Asia Dialogue Narratives Photo Essays

Reflections on our Inseparability

Story by Kendall Trelegan, Dialogue of Civilizations | Photo by Micayla Chow

Inseparability was first introduced to our Dialogue by Dr. Vandana Shiva. Whether she was speaking about the interdependence of nature on its biodiversity or the importance of diversity of thought among people, she continually returned to the theme of separatism as the root of disharmony. 

Her words reminded me of a concept introduced by the South African theologian, Desmond Tutu, called ubuntu, which roughly translates as “my spirituality is inextricably caught up and bound in yours.” The immense power of each of our presences is both daunting and encouraging; so many things we say and do contribute to a larger picture. Even if we are well-traveled people, I beg you to keep asking yourself, do you travel well? Are you having a positive impact on the community you’re entering? How do you contribute to the atmosphere among your traveling companions?  

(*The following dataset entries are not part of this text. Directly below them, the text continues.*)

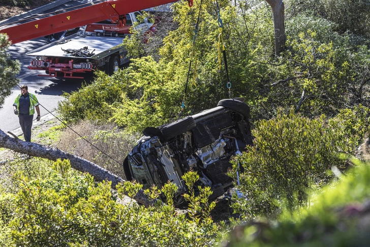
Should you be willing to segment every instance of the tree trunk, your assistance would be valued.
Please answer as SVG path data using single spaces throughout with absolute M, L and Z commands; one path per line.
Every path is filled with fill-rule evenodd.
M 284 4 L 282 0 L 266 0 L 272 10 L 275 36 L 275 55 L 279 56 L 285 46 Z
M 68 153 L 57 148 L 38 144 L 37 143 L 23 142 L 20 139 L 12 138 L 0 129 L 0 147 L 4 147 L 18 152 L 28 154 L 34 157 L 45 158 L 51 160 L 56 161 L 57 159 L 69 159 L 71 167 L 82 172 L 87 172 L 94 176 L 96 181 L 107 180 L 112 181 L 112 187 L 115 188 L 119 182 L 125 180 L 119 176 L 102 168 L 99 166 L 84 158 Z M 134 198 L 138 203 L 147 207 L 153 203 L 144 194 L 141 189 Z

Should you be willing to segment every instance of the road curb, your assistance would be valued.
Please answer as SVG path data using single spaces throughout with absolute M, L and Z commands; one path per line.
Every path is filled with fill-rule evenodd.
M 14 22 L 15 21 L 17 21 L 20 20 L 20 19 L 22 19 L 22 18 L 24 18 L 26 16 L 29 16 L 33 15 L 34 14 L 36 14 L 38 13 L 42 12 L 43 11 L 45 11 L 45 10 L 50 9 L 52 8 L 55 7 L 55 6 L 57 6 L 58 5 L 65 4 L 66 3 L 67 3 L 67 2 L 70 2 L 70 1 L 71 1 L 71 0 L 56 0 L 56 1 L 54 1 L 52 3 L 50 3 L 48 4 L 43 5 L 42 6 L 40 6 L 39 8 L 34 9 L 33 10 L 31 10 L 29 11 L 23 12 L 23 13 L 22 13 L 21 14 L 19 14 L 18 15 L 16 15 L 16 16 L 13 16 L 12 17 L 10 17 L 8 19 L 2 20 L 2 21 L 0 21 L 0 26 L 6 25 L 7 24 L 9 24 L 9 23 L 10 23 L 12 22 Z

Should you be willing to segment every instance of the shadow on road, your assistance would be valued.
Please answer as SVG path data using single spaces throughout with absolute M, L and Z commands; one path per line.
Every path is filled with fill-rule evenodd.
M 35 91 L 38 94 L 61 95 L 78 90 L 83 85 L 88 85 L 94 80 L 92 76 L 85 79 L 49 79 L 50 84 Z

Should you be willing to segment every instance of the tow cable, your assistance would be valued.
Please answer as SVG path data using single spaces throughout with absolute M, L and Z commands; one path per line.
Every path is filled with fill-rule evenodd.
M 188 71 L 188 76 L 187 76 L 187 83 L 185 85 L 185 90 L 183 94 L 183 97 L 182 98 L 182 103 L 181 103 L 181 109 L 180 110 L 180 112 L 178 113 L 178 117 L 177 117 L 177 119 L 176 120 L 176 122 L 178 121 L 178 120 L 180 119 L 180 117 L 182 114 L 182 112 L 183 112 L 183 109 L 185 107 L 185 98 L 186 97 L 187 91 L 188 89 L 188 84 L 189 81 L 190 69 L 192 67 L 192 61 L 194 58 L 195 58 L 195 64 L 194 65 L 194 73 L 193 78 L 193 83 L 192 83 L 191 87 L 194 90 L 195 90 L 197 88 L 197 84 L 195 83 L 195 81 L 197 77 L 197 61 L 195 53 L 195 40 L 197 38 L 197 35 L 198 34 L 198 32 L 199 29 L 199 19 L 200 18 L 200 11 L 202 9 L 202 3 L 203 3 L 203 0 L 201 0 L 200 1 L 200 5 L 199 6 L 199 12 L 198 14 L 198 18 L 197 19 L 197 24 L 195 25 L 195 28 L 194 29 L 194 37 L 193 39 L 193 52 L 192 53 L 192 58 L 190 59 L 190 63 L 189 64 L 189 69 Z
M 221 19 L 221 15 L 220 14 L 220 7 L 219 6 L 219 2 L 216 0 L 216 12 L 217 12 L 218 20 L 217 22 L 220 28 L 220 34 L 219 34 L 219 43 L 217 44 L 217 48 L 219 51 L 219 71 L 221 70 L 221 47 L 222 47 L 222 54 L 224 57 L 224 63 L 225 64 L 225 69 L 226 71 L 226 77 L 227 78 L 227 83 L 226 87 L 229 90 L 229 98 L 232 98 L 231 95 L 231 83 L 230 82 L 229 78 L 229 70 L 227 68 L 227 60 L 226 59 L 226 51 L 225 48 L 225 43 L 224 43 L 224 38 L 222 36 L 222 28 L 224 24 Z

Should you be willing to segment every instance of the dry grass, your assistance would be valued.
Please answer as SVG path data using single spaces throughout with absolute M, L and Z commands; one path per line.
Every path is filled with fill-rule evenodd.
M 60 135 L 59 149 L 84 158 L 126 179 L 122 164 L 135 146 L 137 136 L 125 134 L 113 124 L 101 125 L 88 121 L 82 121 L 71 128 L 101 151 L 69 128 Z

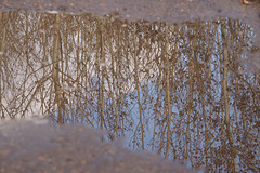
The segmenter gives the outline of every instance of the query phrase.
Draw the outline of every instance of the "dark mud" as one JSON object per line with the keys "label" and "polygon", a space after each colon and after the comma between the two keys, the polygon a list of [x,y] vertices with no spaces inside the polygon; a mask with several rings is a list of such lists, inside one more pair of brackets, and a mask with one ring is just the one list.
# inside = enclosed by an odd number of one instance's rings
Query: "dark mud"
{"label": "dark mud", "polygon": [[120,142],[101,143],[101,131],[54,128],[46,120],[0,123],[0,173],[191,172],[158,156],[132,152]]}

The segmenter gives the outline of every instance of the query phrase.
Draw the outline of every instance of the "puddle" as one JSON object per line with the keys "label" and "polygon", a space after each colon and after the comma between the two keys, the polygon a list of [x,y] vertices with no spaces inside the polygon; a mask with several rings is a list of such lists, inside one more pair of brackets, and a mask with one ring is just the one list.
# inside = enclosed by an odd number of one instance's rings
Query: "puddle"
{"label": "puddle", "polygon": [[0,12],[2,119],[88,124],[209,172],[260,169],[251,25],[53,13]]}

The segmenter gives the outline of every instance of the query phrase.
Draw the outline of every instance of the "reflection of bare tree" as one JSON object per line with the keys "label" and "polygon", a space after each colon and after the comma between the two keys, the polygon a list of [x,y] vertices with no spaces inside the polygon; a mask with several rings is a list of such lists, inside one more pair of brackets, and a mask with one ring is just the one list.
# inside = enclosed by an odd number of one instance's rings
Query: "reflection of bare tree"
{"label": "reflection of bare tree", "polygon": [[239,72],[252,36],[239,21],[1,12],[0,26],[1,118],[40,112],[212,172],[258,169],[260,83]]}

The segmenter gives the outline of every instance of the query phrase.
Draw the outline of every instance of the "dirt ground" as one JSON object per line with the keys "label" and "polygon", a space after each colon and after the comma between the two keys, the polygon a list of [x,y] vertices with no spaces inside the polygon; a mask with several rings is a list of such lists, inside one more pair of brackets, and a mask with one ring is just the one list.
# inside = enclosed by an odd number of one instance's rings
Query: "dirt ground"
{"label": "dirt ground", "polygon": [[[240,0],[0,0],[0,11],[60,11],[128,19],[182,23],[230,17],[251,25],[260,43],[260,3]],[[258,45],[259,46],[259,45]],[[258,53],[259,55],[259,53]],[[100,143],[102,134],[82,127],[53,128],[41,122],[0,125],[0,173],[9,172],[188,172],[158,156],[133,154],[117,144]],[[18,145],[17,145],[18,144]]]}
{"label": "dirt ground", "polygon": [[[248,0],[250,1],[250,0]],[[258,0],[255,0],[258,1]],[[104,15],[118,12],[129,19],[183,22],[231,17],[260,28],[260,3],[240,0],[0,0],[0,10],[65,11]]]}
{"label": "dirt ground", "polygon": [[0,122],[0,173],[179,173],[184,167],[101,143],[104,132],[46,120]]}

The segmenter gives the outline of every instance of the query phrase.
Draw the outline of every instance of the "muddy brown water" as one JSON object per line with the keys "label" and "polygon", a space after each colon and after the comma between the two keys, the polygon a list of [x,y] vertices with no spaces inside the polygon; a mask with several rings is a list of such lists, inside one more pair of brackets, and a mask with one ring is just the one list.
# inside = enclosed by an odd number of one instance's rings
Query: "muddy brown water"
{"label": "muddy brown water", "polygon": [[259,172],[256,2],[0,0],[0,172]]}
{"label": "muddy brown water", "polygon": [[132,152],[86,125],[54,128],[46,120],[1,123],[0,172],[190,172],[177,163]]}

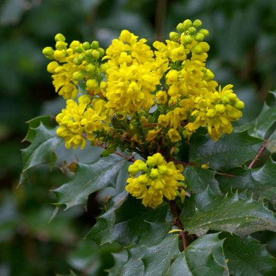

Traveling in a group, you realize quickly how your attitude, willingness to help, and openness can transform the group’s mentality. The 24 of us were literally inseparable for over a month and each of our experiences have impacted the experience of the person next to us. Plagued with jet lag, I remember staying up all night in my cabin talking with my roommates who transitioned from strangers to friends in the dark.

Our connections help us support our growth, but also make us accountable to each other. When I think about inseparability, I think about how the world’s problems affect us all, like climate change and environmental degradation. How this interconnectedness created a problem so serious that the livelihoods of 10 Koli fishermen, whom I interviewed in Mumbai, are being destroyed by pollution and rising sea levels. I think about how in the book Durable Slum, the author argues that Dharavi, the largest slum in India, does not exist in spite of the systems in place; rather it exists because of the structural systems in place. I think about how the impact of monocultures owned by huge corporations like Monsanto have put Indian farmers in such economic danger that it contributed to a suicide epidemic. The state of Maharashtra alone saw over 60,000 farmer suicides from 1990 to 2018. Many drank the very pesticides they used. 

Throughout my Dialogue, I continually asked myself how I could judge India when my own country suffers from the same sickness. The ills of  poverty, sexism, classism, religious and ethnic persecution and environmental degradation infiltrate every society to varying degrees.

Intercultural communication offers a cure to these ills. Some articulations are more beautiful than others. I won’t miss deciphering the ambiguous head nods of Indian men or the way cars and rickshaws talk back and forth in an encore of horns. I long to understand how Indian mothers can always convince you to eat even more of their delicious food or how everyone dances so beautifully it’s like it’s been choreographed. When a beautiful woman tapped my head on the train, our TA had to explain to me that I was just blessed by a hijra (a third gender person who embodies spirituality). 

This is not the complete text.